Goodbye 2011 Season. Combine Here We Come.
(Originally posted by me at Mocking The Draft)
The 2011 NFL season is just about in the books. There are a few loose ends to be tied up – the Giants parade, a few coaching/assistant vacancies, retirements, etc, – but for all intents and purposes we are ready to kick off the 2012 offseason. For many of us (especially those of us reading an NFL-draft themed website) the offseason is nearly (equally?) as exciting as the regular season. The first stop is the NFL Scouting Combine in just over two weeks.
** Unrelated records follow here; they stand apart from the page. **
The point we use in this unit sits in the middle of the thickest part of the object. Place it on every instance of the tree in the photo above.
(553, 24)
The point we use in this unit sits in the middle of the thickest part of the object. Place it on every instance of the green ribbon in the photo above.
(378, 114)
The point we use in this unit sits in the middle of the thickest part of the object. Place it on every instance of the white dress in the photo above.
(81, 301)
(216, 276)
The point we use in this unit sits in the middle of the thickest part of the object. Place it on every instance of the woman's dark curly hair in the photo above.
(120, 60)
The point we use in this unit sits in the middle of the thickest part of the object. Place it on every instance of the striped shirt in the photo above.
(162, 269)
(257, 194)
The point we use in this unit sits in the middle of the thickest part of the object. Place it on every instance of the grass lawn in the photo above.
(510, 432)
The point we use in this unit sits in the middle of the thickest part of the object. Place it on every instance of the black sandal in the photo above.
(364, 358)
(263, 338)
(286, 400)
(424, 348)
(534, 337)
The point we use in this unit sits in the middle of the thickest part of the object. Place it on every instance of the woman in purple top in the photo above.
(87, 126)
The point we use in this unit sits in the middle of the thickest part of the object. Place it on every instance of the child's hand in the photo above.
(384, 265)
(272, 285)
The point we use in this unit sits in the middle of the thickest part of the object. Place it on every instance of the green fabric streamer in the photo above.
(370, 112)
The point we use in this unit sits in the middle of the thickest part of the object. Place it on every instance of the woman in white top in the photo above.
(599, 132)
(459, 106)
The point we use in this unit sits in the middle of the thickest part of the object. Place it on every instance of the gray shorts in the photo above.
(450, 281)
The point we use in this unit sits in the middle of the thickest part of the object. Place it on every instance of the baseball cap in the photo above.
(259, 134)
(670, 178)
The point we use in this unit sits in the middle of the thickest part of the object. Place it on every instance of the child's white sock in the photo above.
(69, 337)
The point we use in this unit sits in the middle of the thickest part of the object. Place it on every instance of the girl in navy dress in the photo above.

While some of us will be watching each and every drill and keeping our eyes and ears open for draft-related rumblings, others will just pay attention to the big daily headlines. Here are some things to watch:
1. The top of the DL class. Unlike in some recent years, there is no consensus Top 5 pick DL on the board. There are two guys – LSU’s Michael Brockers and North Carolina’s Quinton Coples – who have very high upside but question marks. Brockers, a redshirt sophomore, is thought to have elite upside but is very raw. Coples is a bit of an enigma, flashing top-end skills at times and disappearing at other times. In a draft class short on 5-techniques, and a league shifting more and more to 3-4 base schemes, both Coples and Brockers could draw a lot of interest early. It’s possible 4-3 teams take an interest in both guys, Brockers is probably atop the list of 3-techniques in the draft and Coples could play DE in some 4-3 schemes. After those guys, Devon Still, Dontari Poe, and others are looking to jump into the top half of the 1st round.
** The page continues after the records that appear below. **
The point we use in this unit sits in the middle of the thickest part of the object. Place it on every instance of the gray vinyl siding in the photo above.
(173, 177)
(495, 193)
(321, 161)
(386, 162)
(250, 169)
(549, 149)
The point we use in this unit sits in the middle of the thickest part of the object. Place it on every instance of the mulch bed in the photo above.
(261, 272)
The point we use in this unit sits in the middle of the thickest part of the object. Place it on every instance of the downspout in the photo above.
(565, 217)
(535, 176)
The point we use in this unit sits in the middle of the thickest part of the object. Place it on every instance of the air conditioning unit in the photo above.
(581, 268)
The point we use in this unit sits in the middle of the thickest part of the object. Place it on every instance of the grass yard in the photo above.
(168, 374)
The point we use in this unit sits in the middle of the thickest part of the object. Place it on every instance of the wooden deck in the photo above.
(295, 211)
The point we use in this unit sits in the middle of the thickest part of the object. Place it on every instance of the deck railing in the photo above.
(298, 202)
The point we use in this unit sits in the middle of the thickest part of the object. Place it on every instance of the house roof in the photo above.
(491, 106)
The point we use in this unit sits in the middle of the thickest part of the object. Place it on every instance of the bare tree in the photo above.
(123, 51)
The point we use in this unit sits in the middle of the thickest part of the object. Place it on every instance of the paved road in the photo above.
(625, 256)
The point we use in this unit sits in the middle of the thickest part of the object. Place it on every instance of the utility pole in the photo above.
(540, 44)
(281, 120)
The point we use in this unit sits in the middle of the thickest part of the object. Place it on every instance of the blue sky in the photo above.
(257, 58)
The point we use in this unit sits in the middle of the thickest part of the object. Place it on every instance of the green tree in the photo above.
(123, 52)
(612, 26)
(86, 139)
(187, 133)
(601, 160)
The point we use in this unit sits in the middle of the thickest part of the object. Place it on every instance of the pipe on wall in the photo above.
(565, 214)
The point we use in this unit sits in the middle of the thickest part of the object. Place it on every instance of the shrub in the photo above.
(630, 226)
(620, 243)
2. The WR class in general. If there’s a position which has a lot of moving and shaking in terms of draft stock at the combine, it’s the receivers. Can Alshon Jeffery run well and prove some of his naysayers wrong about his athleticism and speed? Can Michael Floyd interview well and show better-than-expected fluidity in drills? Is Kendall Wright really as impressive athletically as a lot of people are starting to think? Moving beyond the top tier of receivers, the Combine could help shape the 2nd tier of WR’s. This draft is loaded with speedy, dynamic playmakers: Jarius Wright, Joe Adams, T.Y. Hilton to name a few. Not to mention some bigger guys who could boost their stock with good 40 times: Juron Criner, Rueben Randle, Mohamed Sanu. This is a class which will be very deep in WR prospects and a superlative Combine showing can theoretically make a WR a lot of money. Conversely, with so many good prospects, a bad combine could cause a WR to slip a lot.
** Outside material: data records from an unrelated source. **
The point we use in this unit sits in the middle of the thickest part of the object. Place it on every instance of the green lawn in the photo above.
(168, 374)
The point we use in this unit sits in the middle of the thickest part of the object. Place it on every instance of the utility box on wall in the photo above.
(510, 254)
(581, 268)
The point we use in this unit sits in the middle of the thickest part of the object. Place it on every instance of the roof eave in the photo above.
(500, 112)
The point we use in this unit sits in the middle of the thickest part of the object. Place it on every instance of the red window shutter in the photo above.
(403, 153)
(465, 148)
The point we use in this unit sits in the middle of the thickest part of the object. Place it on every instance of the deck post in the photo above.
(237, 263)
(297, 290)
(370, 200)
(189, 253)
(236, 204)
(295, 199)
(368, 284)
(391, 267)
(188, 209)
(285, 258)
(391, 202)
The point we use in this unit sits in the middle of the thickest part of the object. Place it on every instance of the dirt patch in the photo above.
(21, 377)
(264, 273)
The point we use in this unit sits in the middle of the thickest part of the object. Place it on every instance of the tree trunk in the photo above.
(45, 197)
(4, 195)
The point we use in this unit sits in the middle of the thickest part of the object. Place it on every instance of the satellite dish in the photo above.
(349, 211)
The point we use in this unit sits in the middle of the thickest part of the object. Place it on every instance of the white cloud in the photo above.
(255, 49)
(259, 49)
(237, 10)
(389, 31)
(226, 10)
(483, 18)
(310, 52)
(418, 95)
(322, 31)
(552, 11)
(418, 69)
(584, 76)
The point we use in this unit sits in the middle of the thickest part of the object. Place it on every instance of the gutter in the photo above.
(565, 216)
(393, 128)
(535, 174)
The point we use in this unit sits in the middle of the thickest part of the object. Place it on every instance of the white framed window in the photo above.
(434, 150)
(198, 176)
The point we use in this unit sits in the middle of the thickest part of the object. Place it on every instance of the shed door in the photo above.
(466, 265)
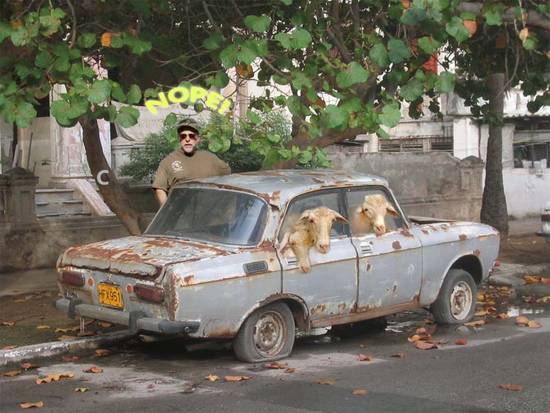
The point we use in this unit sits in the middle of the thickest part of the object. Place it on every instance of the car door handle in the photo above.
(365, 247)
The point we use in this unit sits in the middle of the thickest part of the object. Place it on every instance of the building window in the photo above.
(526, 154)
(423, 144)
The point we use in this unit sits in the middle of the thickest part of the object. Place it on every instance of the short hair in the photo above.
(183, 127)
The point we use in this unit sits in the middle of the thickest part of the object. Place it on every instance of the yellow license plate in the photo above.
(110, 295)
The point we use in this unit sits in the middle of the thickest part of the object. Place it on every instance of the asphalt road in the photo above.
(158, 377)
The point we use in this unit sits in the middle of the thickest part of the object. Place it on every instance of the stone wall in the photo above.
(432, 184)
3. The “other” QB’s: Kirk Cousins, Ryan Tannehill, Nick Foles, Brandon Weeden. Like with the WR’s, there is a bit of a muddle after the first tier of WR’s. Andrew Luck and Robert Griffin III are obviously the #1 and #2 guys. After that, there isn’t much of a consensus on anyone. Seeing how some of these guys do in drills and how they interview will probably cause one or two to shoot up the board and possibly one or two to slide into Day 3 territory.
4. Smaller school guys. Guys like Appalachian State WR Brian Quick, Midwestern State OT Amini Silatolu, Louisiana-Lafayette TE Ladarius Green, Cal Poly DB Asa Jackson and Montana DB Trumaine Johnson are among the lesser known prospects (to many) who the casual draft follower or college football fan might not know about. There are usually one or two such players who see a boost in their stock by performing well in the drills or interview process.
5. Character or injury guys. How does Ryan Broyles’ knee check out? Is Alshon Jeffery’s work ethic bad or just a myth? This portion of the process goes largely unseen until the draft itself when you hear cryptic comments from a so-called expert about how “from what I understand, Player X didn’t do well in the interviews” or “Player Y apparently has some drug issues in his past” or “Player Z’s injury is more worrisome than many thought”. However, as we have seen in the case of Aaron Hernandez (drugs) or Rob Gronkowski (spinal injury), sometimes these red flags can be too highly considered on draft day. We all remember the hoopla about Cam Newton’s comments (“I’m an entertainer and an icon”). Many labeled him a diva or character risk based on those comments and his issues at Auburn. Luckily, Carolina was smart enough to trust their own interview process and make him their franchise QB.
6. Position conversion projects. With the increase of 3-4 teams in the NFL, but no real increase in college, there are more and more teams looking to convert college DT’s to 5-techniques and college DE’s to OLBs. In many cases, teams project these conversions with very little tape to go on. The drills at the combine (and pro days) can go a long way. Guys like Whitney Mercilus, Melvin Ingram, Vinny Curry, Cam Johnson, Andre Branch and the like will need to show well in LB drills to be considered by 3-4 clubs. Some DB drills could also help scouts identify CB’s who could flip to safety (especially important in this weak safety class).
All in all, it should be an interesting kickoff to a 6 month offseason.